History was made again on May 15, when the California Supreme Court ended marriage discrimination, perhaps thanks to bisexual MTV maven Tila Tequila, who told Us Magazine, ”It is because of me — I definitely think [my show] has helped the movement…. Before it came out, everyone was still a little apprehensive about [same-sex relationships]…. The next thing you know, [gay marriage] is legal.”
On May 1, the Alliance for a Safe & Diverse D.C. released survey data in which transgender people, among others, said they were disproportionately mistreated by police. Acting Lt. Brett Parson, the gay commander of the Washington Metropolitan Police Department’s community-liaison units, attended the press conference, reporting that he hand-delivered the report to Chief Lanier.

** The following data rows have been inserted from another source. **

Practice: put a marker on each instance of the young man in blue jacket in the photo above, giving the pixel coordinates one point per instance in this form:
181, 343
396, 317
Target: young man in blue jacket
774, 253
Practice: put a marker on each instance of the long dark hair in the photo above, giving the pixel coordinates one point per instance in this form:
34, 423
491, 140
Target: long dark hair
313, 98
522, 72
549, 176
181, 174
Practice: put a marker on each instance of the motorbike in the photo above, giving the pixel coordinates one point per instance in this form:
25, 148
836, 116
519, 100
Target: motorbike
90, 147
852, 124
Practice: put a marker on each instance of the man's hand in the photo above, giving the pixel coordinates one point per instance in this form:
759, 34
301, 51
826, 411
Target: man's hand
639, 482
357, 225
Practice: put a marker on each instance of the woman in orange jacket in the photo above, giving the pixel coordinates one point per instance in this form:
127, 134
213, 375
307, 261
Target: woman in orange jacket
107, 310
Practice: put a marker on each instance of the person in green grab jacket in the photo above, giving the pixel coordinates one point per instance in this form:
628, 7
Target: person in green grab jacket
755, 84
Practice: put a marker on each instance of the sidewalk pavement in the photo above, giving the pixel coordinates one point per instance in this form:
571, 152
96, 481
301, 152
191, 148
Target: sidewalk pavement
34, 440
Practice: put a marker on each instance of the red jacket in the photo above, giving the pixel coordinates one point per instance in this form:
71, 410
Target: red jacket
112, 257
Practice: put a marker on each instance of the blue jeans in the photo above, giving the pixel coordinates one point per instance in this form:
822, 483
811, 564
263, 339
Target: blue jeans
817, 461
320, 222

Parson’s peers landed in Washington May 10 to 12 for the 12th Annual LEGAL (Law Enforcement, Gays and Lesbians) International Conference of GLBT Criminal Justice Professionals, including Fabrizio Chiazza, an Italain motorcycle cop voted ”sexiest man on earth” by European users of the Internet service, Gaydar.UK.
But May was more about the kids than the cops, with the 12th Annual Youth Pride Day festival on May 3. On the 18th, Brian Watson of Transgender Health Empowerment announced that his group would soon be opening the Wanda Alston House, D.C.’s first transitional home specifically for GLBT youth and one of only a very small handful around the country.
D.C. got more pride at the end of May with D.C. Black Pride‘s 18th festival, ”Empowered and Poppin’.” ”Take the energy, excitement, and empowerment of the weekend back to your communities,” wrote then-D.C. Black Pride President Courtney Snowden in her welcome letter. ”Make it official — let the world know that you are perfect just the way you are!”
On the nightlife front, south Dupont’s Club Five — venue for some after-hours gay parties — came to an abrupt end with a city-mandated closing. But when God closes a door, she brings back Lizard Lounge, which ended a two-year hiatus May 4, returning as D.C.’s big, gay, Sunday-night party. Promoter Mark Lee closed Lizard after D.C.’s smoking ban went into effect, but his newfound venue, Lima, allowed for lighting up. Annie’s Upstairs, a glamorous, trendy new space for the 17th Street stalwart, opened May 22.
Finally, Allen Carroll announced plans to reopen legendary drag showbar Ziegfeld’s/Secrets — shuttered in 2006 to make room for the National’s Stadium — at 1824 Half St. SW, a location that, in the ’70s, was home to a major gay dance club known as The Pier. Rumors abound that Ziegfeld’s will be open before year’s end — or at least shortly thereafter.
PERHAPS THE GAYEST month of the year, June marked Capital Pride — but also D.C. Leather Pride, Trans Pride and D.C. Latino Pride. And rather than pink, the 2008 Capital Pride Festival went green, thanks to ”Recycle with Pride,” an effort from Burgundy Crescent Volunteers to help manage all that trash generated by the massive affair.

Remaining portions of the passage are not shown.